Microbiome data can be leveraged to achieve one of the goals of systems biology in making medicine predictive, preventive, personalized and participatory. This is known as P4 medicine.

In the following sections, I have developed a simple deep-learning model using the microbiome data to predict the HIV status of individuals based on a simple Softmax Regression model.

Technical Details

Data collection

For the purpose of demonstration, I will focus on a single study carried out by Lozupone et al. The study by Lozupone et al showed an association of the gut microbiome with HIV-1 infection. Using this knowledge, I obtained the dataset for this study, which is made publicly available by the Qiita microbiome data storage platform.

The dataset obtained from Qiita for Lozupone’s study had HIV-1 status information available for 51 individuals. 30 individuals are HIV-1 positive and 21 individuals are HIV-1 negative.

Model building

Given the limited human and computational resources I had access to i.e., myself and my laptop, I built a fairly simplistic softmax-based regression model.

A microbiome dataset consists of a count matrix in which the bacteria characterized by Next Generation Sequencing (NGS) are the rows and the samples from which the bacterial count information is obtained are columns. Additionally, there is meta-data associated with the samples.
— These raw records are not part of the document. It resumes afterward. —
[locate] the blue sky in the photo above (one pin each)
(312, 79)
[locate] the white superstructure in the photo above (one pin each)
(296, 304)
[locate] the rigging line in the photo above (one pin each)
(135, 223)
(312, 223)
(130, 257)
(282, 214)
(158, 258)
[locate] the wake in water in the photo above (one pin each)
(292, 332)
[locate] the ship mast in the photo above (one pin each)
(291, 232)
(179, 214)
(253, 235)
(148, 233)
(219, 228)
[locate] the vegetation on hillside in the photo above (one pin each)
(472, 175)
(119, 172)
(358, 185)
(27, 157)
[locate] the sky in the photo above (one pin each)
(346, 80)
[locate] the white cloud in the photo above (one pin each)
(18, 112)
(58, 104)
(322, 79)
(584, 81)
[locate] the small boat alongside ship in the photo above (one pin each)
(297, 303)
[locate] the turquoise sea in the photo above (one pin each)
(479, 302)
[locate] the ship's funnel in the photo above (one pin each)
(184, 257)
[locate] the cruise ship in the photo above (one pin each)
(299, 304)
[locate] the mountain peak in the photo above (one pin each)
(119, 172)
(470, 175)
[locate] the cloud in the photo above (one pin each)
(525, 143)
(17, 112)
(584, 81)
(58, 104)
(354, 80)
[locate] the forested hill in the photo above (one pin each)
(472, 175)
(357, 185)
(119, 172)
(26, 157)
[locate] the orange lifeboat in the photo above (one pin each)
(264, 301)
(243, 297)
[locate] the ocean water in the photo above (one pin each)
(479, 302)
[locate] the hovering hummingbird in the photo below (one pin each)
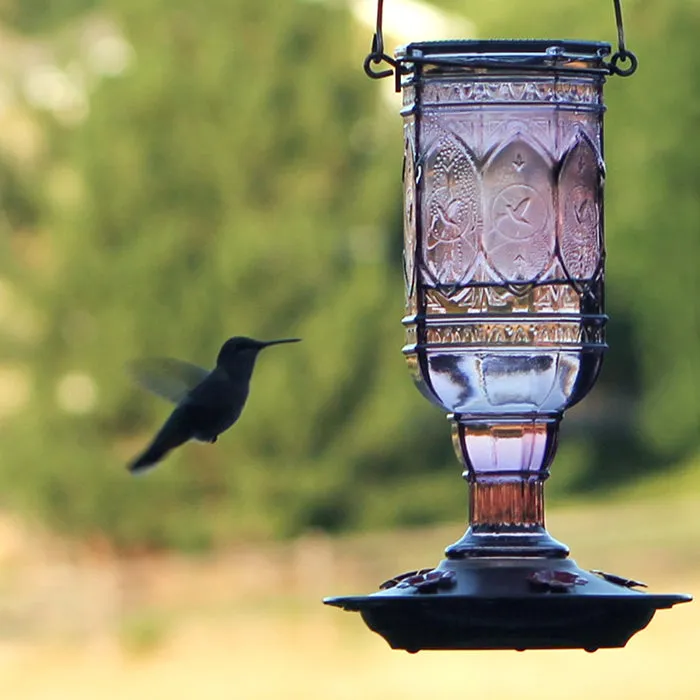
(208, 403)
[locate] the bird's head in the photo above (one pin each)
(236, 349)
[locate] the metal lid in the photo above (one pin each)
(540, 54)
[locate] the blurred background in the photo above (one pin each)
(174, 172)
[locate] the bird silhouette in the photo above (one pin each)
(208, 402)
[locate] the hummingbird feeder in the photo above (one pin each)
(505, 329)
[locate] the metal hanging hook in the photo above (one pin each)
(377, 55)
(622, 55)
(623, 62)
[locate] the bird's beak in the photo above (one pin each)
(267, 343)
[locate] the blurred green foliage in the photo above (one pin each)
(242, 176)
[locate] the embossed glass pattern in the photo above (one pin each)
(503, 261)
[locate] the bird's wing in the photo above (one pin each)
(166, 377)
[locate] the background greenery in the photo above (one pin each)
(241, 175)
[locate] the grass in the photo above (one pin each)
(250, 624)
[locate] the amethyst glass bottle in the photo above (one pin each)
(504, 262)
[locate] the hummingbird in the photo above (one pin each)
(208, 402)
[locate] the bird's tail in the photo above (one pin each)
(149, 458)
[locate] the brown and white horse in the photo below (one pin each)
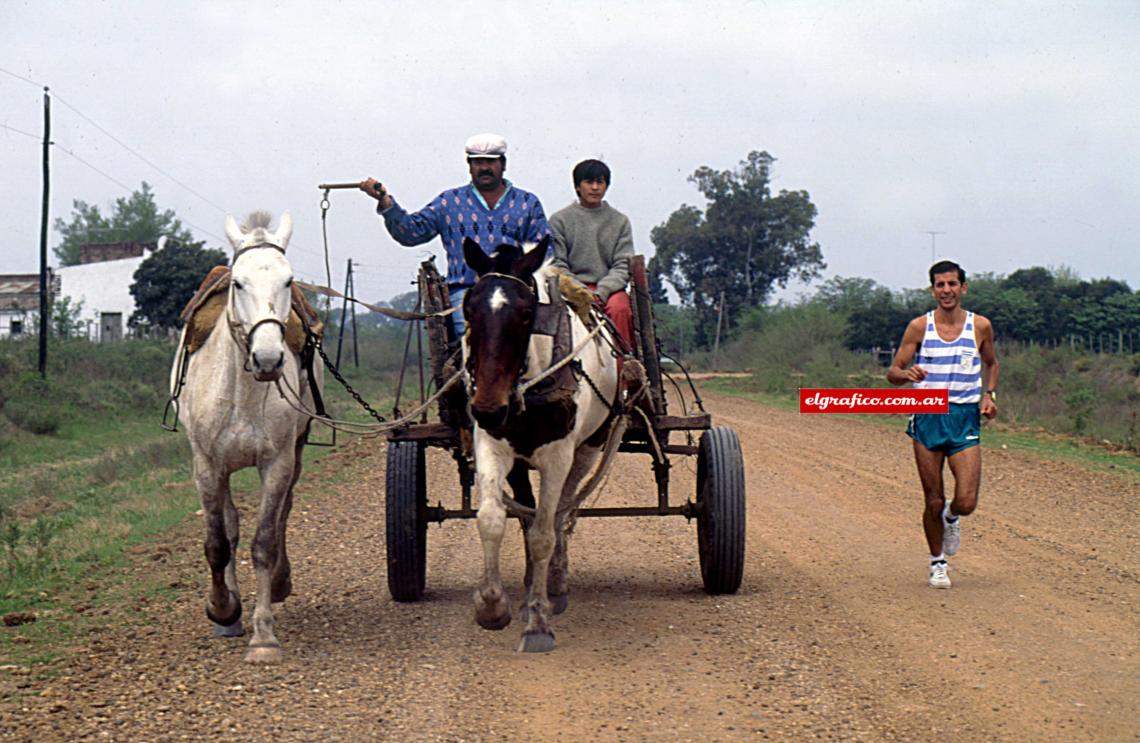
(560, 433)
(235, 418)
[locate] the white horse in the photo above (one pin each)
(236, 418)
(560, 432)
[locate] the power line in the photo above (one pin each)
(117, 141)
(8, 72)
(112, 179)
(131, 190)
(19, 131)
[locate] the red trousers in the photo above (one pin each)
(619, 310)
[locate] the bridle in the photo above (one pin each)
(235, 326)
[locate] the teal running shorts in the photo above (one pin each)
(951, 432)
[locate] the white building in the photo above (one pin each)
(103, 293)
(19, 304)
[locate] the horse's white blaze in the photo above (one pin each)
(498, 299)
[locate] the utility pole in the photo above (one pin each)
(45, 302)
(344, 309)
(933, 234)
(716, 344)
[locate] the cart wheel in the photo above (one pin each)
(721, 511)
(407, 523)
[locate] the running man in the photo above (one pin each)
(953, 350)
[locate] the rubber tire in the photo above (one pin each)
(406, 488)
(721, 511)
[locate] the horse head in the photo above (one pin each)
(499, 313)
(260, 291)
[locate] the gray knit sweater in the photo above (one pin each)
(594, 244)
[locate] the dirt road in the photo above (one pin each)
(833, 635)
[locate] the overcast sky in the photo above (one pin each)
(1011, 129)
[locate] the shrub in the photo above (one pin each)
(33, 415)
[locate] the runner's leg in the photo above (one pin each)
(929, 464)
(966, 465)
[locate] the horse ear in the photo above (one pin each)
(479, 261)
(234, 233)
(532, 260)
(284, 230)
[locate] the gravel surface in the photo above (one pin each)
(833, 635)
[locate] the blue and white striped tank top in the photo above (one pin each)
(951, 365)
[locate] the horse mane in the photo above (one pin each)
(258, 219)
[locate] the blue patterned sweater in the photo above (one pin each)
(461, 212)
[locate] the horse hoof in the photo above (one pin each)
(231, 630)
(494, 622)
(265, 654)
(536, 643)
(235, 618)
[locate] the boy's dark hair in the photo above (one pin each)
(591, 170)
(946, 267)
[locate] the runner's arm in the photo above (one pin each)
(990, 366)
(898, 372)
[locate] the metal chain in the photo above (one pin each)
(580, 373)
(328, 365)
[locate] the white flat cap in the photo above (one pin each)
(486, 146)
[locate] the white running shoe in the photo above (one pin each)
(938, 577)
(951, 536)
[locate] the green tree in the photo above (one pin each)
(133, 219)
(744, 243)
(167, 279)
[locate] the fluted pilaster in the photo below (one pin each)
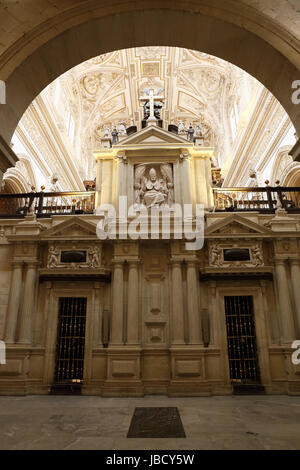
(14, 301)
(177, 297)
(117, 321)
(133, 303)
(284, 301)
(28, 303)
(192, 303)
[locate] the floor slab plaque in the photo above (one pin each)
(156, 422)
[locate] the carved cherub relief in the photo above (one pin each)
(151, 189)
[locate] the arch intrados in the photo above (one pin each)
(146, 28)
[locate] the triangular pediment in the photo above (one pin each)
(72, 228)
(235, 225)
(152, 135)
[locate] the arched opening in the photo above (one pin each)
(269, 57)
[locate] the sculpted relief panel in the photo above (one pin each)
(59, 256)
(153, 184)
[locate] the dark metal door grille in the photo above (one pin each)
(241, 340)
(70, 340)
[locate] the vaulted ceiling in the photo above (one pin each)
(64, 124)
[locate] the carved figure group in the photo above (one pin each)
(154, 191)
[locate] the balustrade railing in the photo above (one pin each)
(44, 204)
(262, 199)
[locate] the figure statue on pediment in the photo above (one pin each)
(122, 129)
(94, 258)
(257, 257)
(53, 257)
(215, 255)
(181, 128)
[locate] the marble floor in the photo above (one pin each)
(79, 422)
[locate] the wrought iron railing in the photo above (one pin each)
(264, 199)
(47, 204)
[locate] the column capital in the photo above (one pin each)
(133, 263)
(176, 261)
(17, 263)
(192, 262)
(279, 261)
(32, 263)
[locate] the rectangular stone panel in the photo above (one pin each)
(188, 368)
(156, 422)
(123, 368)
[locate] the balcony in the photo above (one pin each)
(46, 204)
(264, 200)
On a technical note, the bacterial count here refers to OTUs.

Microbiome example data
Microbiome data: An OTU table with random OTU counts and a meta-data table providing additional information about samples included such as disease status.

It is beyond the scope of this post to go into the definition of OTUs. Suffice to say, I am treating bacteria/OTUs as input features in the model. On a related note, OTU tables are sparse matrices.
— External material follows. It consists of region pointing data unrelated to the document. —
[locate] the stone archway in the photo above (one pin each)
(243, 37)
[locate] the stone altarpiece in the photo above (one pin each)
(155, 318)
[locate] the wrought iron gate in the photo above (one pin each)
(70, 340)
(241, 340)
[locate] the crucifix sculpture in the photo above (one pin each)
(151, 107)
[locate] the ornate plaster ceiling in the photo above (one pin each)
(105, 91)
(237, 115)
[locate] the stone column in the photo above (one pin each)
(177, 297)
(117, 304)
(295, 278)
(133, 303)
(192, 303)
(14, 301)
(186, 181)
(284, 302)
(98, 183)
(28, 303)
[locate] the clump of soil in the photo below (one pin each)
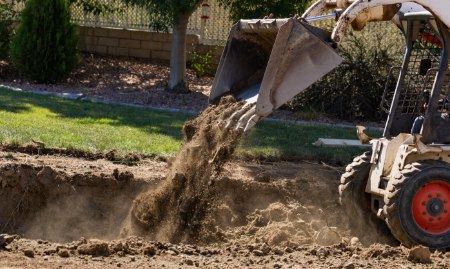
(176, 210)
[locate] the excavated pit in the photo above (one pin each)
(199, 198)
(62, 199)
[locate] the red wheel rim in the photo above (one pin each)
(431, 207)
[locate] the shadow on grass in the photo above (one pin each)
(148, 120)
(267, 141)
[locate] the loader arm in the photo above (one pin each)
(267, 62)
(439, 9)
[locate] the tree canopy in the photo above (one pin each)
(253, 9)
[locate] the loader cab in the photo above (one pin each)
(425, 68)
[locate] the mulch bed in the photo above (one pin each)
(122, 80)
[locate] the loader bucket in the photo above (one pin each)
(268, 62)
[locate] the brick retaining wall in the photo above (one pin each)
(133, 43)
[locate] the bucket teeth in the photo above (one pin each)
(243, 121)
(236, 116)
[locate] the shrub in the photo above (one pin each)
(44, 47)
(353, 91)
(7, 16)
(202, 63)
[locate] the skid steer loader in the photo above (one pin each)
(405, 179)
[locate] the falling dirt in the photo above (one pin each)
(200, 209)
(175, 211)
(64, 211)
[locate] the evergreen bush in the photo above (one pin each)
(44, 48)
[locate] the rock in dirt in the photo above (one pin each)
(328, 236)
(354, 241)
(94, 248)
(63, 253)
(29, 253)
(420, 254)
(150, 251)
(2, 242)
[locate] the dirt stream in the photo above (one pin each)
(196, 210)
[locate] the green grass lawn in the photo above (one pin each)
(98, 127)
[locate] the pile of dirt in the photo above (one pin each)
(175, 211)
(259, 215)
(198, 203)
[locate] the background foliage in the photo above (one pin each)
(44, 48)
(353, 91)
(7, 17)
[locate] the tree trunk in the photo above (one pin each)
(177, 80)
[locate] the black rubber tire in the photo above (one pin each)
(353, 183)
(398, 202)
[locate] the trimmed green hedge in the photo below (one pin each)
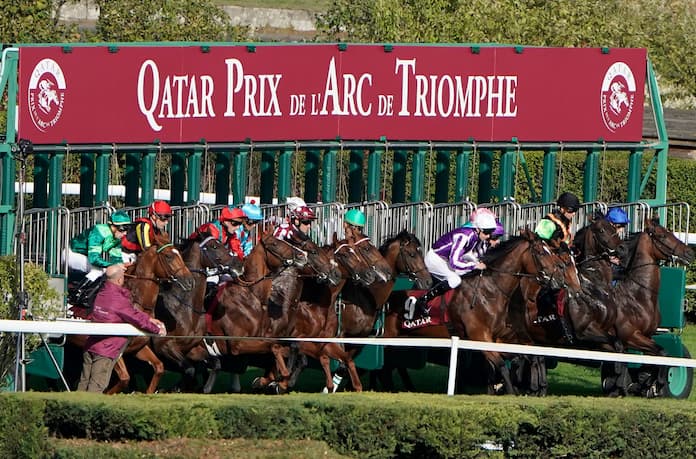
(362, 425)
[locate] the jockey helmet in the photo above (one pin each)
(545, 229)
(160, 209)
(303, 213)
(252, 211)
(499, 229)
(229, 214)
(569, 201)
(617, 216)
(294, 202)
(119, 218)
(355, 217)
(484, 221)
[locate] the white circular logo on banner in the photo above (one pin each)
(618, 96)
(46, 94)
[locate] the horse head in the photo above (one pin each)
(543, 260)
(350, 262)
(407, 254)
(665, 245)
(372, 256)
(317, 261)
(205, 252)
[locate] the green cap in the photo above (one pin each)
(545, 229)
(355, 217)
(119, 218)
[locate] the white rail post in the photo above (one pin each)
(454, 354)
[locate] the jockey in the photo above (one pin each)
(139, 237)
(224, 229)
(497, 234)
(244, 233)
(455, 254)
(353, 223)
(300, 218)
(619, 220)
(98, 247)
(568, 204)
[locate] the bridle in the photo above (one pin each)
(171, 276)
(407, 268)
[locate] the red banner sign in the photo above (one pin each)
(173, 94)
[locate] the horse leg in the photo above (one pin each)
(123, 377)
(146, 355)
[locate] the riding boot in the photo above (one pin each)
(421, 304)
(566, 330)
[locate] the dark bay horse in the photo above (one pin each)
(636, 295)
(316, 316)
(478, 308)
(244, 308)
(183, 310)
(590, 313)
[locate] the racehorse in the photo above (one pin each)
(398, 255)
(160, 264)
(478, 308)
(243, 306)
(635, 296)
(183, 310)
(316, 316)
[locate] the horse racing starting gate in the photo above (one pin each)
(417, 136)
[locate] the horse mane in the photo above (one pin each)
(403, 235)
(198, 236)
(502, 250)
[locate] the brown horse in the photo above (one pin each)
(160, 264)
(635, 296)
(361, 305)
(478, 308)
(316, 316)
(244, 308)
(590, 313)
(183, 310)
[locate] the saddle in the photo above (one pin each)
(437, 308)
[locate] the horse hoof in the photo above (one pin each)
(276, 389)
(257, 385)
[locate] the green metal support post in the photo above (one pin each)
(267, 176)
(239, 185)
(312, 161)
(8, 80)
(40, 200)
(548, 179)
(374, 162)
(590, 185)
(635, 161)
(355, 176)
(101, 194)
(55, 193)
(399, 176)
(285, 173)
(328, 188)
(132, 178)
(87, 194)
(461, 191)
(177, 178)
(506, 175)
(485, 176)
(194, 175)
(222, 177)
(418, 175)
(147, 178)
(442, 168)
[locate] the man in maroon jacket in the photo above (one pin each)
(111, 305)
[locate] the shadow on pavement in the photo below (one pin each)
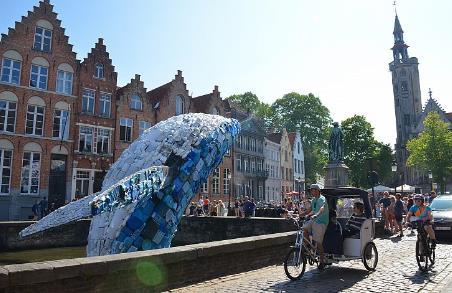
(336, 278)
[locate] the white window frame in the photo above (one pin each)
(7, 112)
(127, 123)
(179, 105)
(42, 37)
(99, 71)
(88, 99)
(86, 132)
(103, 136)
(63, 124)
(105, 104)
(136, 103)
(12, 70)
(33, 173)
(35, 119)
(40, 76)
(205, 187)
(64, 82)
(3, 167)
(216, 181)
(143, 125)
(226, 181)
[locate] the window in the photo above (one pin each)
(143, 126)
(35, 120)
(88, 101)
(64, 82)
(82, 183)
(38, 78)
(61, 124)
(238, 162)
(105, 104)
(86, 139)
(135, 102)
(43, 39)
(205, 187)
(5, 170)
(11, 71)
(226, 181)
(216, 181)
(7, 116)
(99, 71)
(103, 141)
(406, 119)
(404, 86)
(31, 165)
(125, 129)
(179, 105)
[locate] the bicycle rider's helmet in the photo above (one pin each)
(418, 197)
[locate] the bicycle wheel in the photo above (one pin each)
(432, 253)
(422, 260)
(294, 264)
(370, 256)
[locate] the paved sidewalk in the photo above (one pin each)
(397, 271)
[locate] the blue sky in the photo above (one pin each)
(338, 50)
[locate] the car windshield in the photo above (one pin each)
(441, 205)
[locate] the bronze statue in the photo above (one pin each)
(336, 145)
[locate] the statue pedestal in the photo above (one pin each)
(336, 175)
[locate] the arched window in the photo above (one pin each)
(179, 105)
(135, 102)
(215, 111)
(99, 71)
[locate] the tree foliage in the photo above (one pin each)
(307, 114)
(432, 149)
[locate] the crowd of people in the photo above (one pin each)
(392, 209)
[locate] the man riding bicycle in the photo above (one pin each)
(424, 214)
(319, 214)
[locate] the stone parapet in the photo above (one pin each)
(148, 271)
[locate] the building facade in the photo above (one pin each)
(408, 107)
(272, 166)
(248, 152)
(298, 161)
(219, 185)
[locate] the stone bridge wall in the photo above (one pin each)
(148, 271)
(191, 230)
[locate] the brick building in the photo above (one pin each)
(218, 186)
(38, 89)
(94, 125)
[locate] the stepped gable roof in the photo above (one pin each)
(292, 136)
(275, 137)
(43, 11)
(135, 82)
(157, 94)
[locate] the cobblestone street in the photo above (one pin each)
(397, 271)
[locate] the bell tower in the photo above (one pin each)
(407, 98)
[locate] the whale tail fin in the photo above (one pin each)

The response variable is the disease state. In this particular dataset, it is the status of HIV-1, which is either positive or negative. The dataset had information about 267 bacteria/OTUs i.e., features. The training set had 29 samples and testing set had 22 samples.

Model evaluation

Using the input data for Lozupone’s study, I wrote a simple Python script that ran softmax-regression. The script and further technical specs are on my GitHub repository called TFMicrobiome.

Even though the dataset was small and the model simple, I ended up getting an accuracy of 91%! This demonstrates that even the most simplistic of deep-learning system is very powerful in dealing with real-life noisy data and has the potential to be developed into a diagnostic platform.

Future Directions

Moving forward, there are three broad areas where effort needs to be put in.

Other biological datasets

I have made use of only a small microbiome dataset. From a statistical perspective, the sample size is small and there is a need for larger datasets to train the models.

Additionally, and from a biological point-of-view, microbiome is part of the picture. At a molecular level, there are other high-throughput datasets available such as that of the genome, transcriptome, proteome and metabolome. By integrating the various ‘omics’ datasets for a given individual, we can develop a truly systems level understanding of various biological diseases and achieve the objectives of P4 medicine.

Other deep learning algorithms

As a simple POC, I made use of the simplistic softmax regression model. It is not the most powerful method out there. Moving forward, I’d like to see some more sophisticated algorithms being employed such as convolutional neural networks and recurrant neural networks, to name a few.

Feature selection in deep-learning

One of the aims of medicine is to make inference. That is, given the diagnosis, how can one know etiology of the disease and develop appropriate intervention and prevention strategies. In the context of deep-learning for microbiome, the aim is not just to make a prediction about disease. It is also about feature selection. We’d like to know which features i.e., microbes, are important in causing or preventing the disease. This will help in the development of therapeutics. The challenge, therefore, is to develop a deep-learning system that can, apart from making accurate prediction about diseases, can also provide information of about the microbes, genes, proteins and metabolites that impact the health status.